According to the American Humane Association, about 3.3 million cases of child abuse, neglect or maltreatment were received by social services and child protection services groups in 2005. That means that about 12 in every 1,000 children younger than 18 were victims. It was both an issue for boys and girls, as 47.3 percent of child victims were male and 50.7 percent were female, the AHA reported. Those 3 years old and younger had the highest rate of maltreatment, with a rate of 16.5 for every 1,000 births, according the AHA.
These children suffer from various types of abuse. Of the cases reported in 2005, 62.8 percent were of neglect, while 16.6 percent and 9.3 percent were of physical and sexual abuse, respectively. Emotional and psychological abuse affected 7.1 percent of reported cases, where as medical neglect affected 2 percent, according to AHA.
Sometimes this can even lead to death. In 2005, about 1,460 children died because of abuse, with about three-fourths of those children being younger than 3 years old, according to AHA.
Child maltreatment can happen for a variety of reasons, but substance abuse is the most common. Parents who have substance abuse disorders are 2.7 times more likely to report abusive behavior and 4.2 times more likely to report neglectful behavior towards their children, the AHA explained.
Child abuse can have a long lasting effect even into adulthood, according to the Blue Knot Foundation, a resource guide for those recovering from childhood traumas. Survivors often suffer from failed relationships, financial setbacks and an unstable lifestyle that makes it hard for them to settle down and live a normal life, Blue Knot explained.
And it's not just abused children who suffer. As Deseret News National's Lois Collins reported earlier this month, children who witness domestic violence but aren't abused will suffer from the violence's after effects.
Betsy Groves, the founder of the Child Witness to Violence Project at the Boston Medical Center, told Deseret News National that children who see domestic violence can be as traumatized as those who actually are abused.
Handling the grief of child abuse later in life can be a struggle, and not something that can be brushed away as Fry initially suggested in his interview.
Child abuse victims often feel grief because they feel they have lost their innocence, according to the Help for Adult Victims of Child Abuse (HAVOCA) organization.
"In the case of victims of child abuse you have probably lost your innocence, your childhood, the ability to trust, etc," according to HAVOCA "Everyone grieves in their own way but they all tend to follow a pattern. This pattern is known as the five stages of grief."
These five stages are outlined in the graphic below, created by HAVOCA.
To handle the grief, HAVOCA suggests child abuse victims keep a journal with their thoughts and feelings about their abuse to help them see where their troubles lie. The organization also recommends talking to a therapist or loved one about the issue, since it will make it easier to come to terms with the abuse.

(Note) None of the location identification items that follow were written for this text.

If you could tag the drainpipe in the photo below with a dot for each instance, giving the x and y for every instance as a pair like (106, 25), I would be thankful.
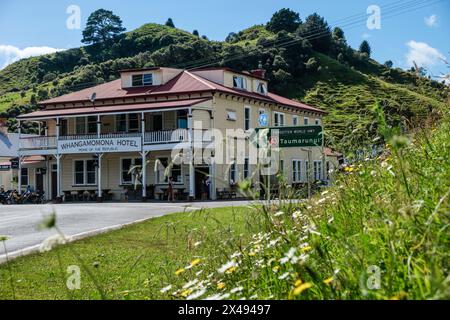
(191, 157)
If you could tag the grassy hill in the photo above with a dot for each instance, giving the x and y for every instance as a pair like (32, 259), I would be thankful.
(346, 89)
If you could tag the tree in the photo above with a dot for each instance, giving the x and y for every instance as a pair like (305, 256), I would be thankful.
(169, 23)
(232, 37)
(338, 33)
(364, 47)
(102, 26)
(284, 19)
(388, 64)
(317, 31)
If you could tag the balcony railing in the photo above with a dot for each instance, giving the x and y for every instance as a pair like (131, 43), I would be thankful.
(166, 136)
(38, 142)
(152, 137)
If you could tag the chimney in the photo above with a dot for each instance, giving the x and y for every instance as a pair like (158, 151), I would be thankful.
(260, 72)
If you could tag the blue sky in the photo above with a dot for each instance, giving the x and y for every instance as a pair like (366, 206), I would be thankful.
(419, 31)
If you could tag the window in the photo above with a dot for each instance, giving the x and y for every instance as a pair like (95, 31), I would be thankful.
(231, 115)
(261, 88)
(85, 172)
(233, 173)
(278, 119)
(133, 122)
(127, 122)
(239, 82)
(296, 170)
(176, 174)
(80, 126)
(126, 176)
(64, 127)
(247, 118)
(139, 80)
(318, 170)
(86, 125)
(24, 176)
(182, 119)
(246, 168)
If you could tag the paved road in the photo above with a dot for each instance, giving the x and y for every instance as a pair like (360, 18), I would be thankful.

According to The Advocacy Center, a resource for domestic violence and abuse victims, the healing process can be a long one. Survivors often struggle to heal until they admit they need to change the way they live their lives. Sometimes this requires them to believe that their abuse was real, and remember aspects of it that they might have buried in the recesses of their mind.
It may also require victims to come to terms with their childhood self so that they can confront all their pain.
"The healing process can be a long one, but there will come a point where the survivor feels like their life is more balanced and that they are no longer in constant crisis," according to The Advocacy Center. "It is important for survivors to remember that there is no finish line to healing, they will have some good days and some hard days but the hard days will come less and less."